私たちは,長年,様々な論点についての求釈明を中信側に求めてきました。本件融資に関する返済金が融資取引履歴の電算記録(COM)上,二重に支払ったこととされているという「二重取り」の論点についても同様です。
ところが,中信は,大阪高裁13民訴訟の弁論が終結される期日(AさんとHさんの尋問期日)において初めて,その期日の席上で準備書面を提出することで弁解をしたのです。つまり,「二重取り」に関する中信の準備書面が弁論終結当日に突然提出されたのです。
もちろん,私たちとしては,読む時間もなく,提出の時期が時機に後れているとの抗議をしました。
そして,裁判長も,この時期の提出は「意味不明」と調書に残しておきましょうかと述べられました。
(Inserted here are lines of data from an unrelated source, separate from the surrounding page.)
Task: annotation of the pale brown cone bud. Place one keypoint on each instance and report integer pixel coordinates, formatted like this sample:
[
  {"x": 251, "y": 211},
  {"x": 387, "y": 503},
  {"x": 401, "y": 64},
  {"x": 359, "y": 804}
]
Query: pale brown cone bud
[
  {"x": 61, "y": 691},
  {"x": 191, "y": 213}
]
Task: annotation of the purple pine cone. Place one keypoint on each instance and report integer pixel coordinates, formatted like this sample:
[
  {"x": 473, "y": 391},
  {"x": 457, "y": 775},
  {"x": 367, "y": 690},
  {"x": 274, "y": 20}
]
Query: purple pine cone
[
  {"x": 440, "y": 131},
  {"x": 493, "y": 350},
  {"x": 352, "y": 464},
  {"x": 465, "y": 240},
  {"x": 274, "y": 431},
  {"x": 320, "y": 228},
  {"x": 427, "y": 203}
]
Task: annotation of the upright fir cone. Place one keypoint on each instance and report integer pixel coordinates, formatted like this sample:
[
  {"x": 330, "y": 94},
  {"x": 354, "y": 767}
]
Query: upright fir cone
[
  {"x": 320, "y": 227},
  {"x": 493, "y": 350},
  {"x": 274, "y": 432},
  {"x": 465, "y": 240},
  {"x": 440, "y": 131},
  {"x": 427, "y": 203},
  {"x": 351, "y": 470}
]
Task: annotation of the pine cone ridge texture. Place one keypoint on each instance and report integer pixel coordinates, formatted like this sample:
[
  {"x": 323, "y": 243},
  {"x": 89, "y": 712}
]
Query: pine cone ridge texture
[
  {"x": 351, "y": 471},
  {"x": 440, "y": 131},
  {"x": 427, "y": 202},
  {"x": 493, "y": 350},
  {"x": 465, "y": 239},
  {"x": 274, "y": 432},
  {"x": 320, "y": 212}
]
その言葉どおり,Hさんのみならずその場に同席した全員が,裁判所が中信のその準備書面の主張を取り上げることはないと信頼することになりました。
そこで,Hさん側は,その準備書面に対して,反論や弾劾の機会が与えられないまま,大阪高裁13訴訟の弁論は終結されることになりました。
私たちは,裁判長の「『意味不明』と調書に残しておきましょうか」との言葉を信頼していたため,原判決の言渡しに至るまで,それ以上の書面での抗議を行うことはありませんでした。
ところが,原判決では,当該書面の主張をそのまま引用して,裁判所の判断としたのです。
その箇所とは,
「上記のような記録が残されたのは,被控訴人における融資の事務管理上,本件貸付けについて,控訴人明名義の貸付元帳と控訴人ら連名の貸付元帳による管理が一時的に併存するような事態に至ったからと推測されるだけであり」(原判決65頁)
という箇所です。
しかし,このように裁判長自らが「意味不明」と期日調書に留めると発言しながら,その主張をそのまま判決の基礎として引用するのは,訴訟の一方当事者である私たちの反論権を排斥するものです。民事訴訟における当事者の弁論権を侵害する違法なものです。
私たちは,裁判長のその言葉を信じてしまったがゆえに,その準備書面に対して,反論や弾劾の機会が与えられないまま結審してしまったのです。私たちがその裁判長の言葉を信じたことが間違っていたというのでしょうか。こんなことは,裁判所による,いわば騙し討ちなのではないでしょうか?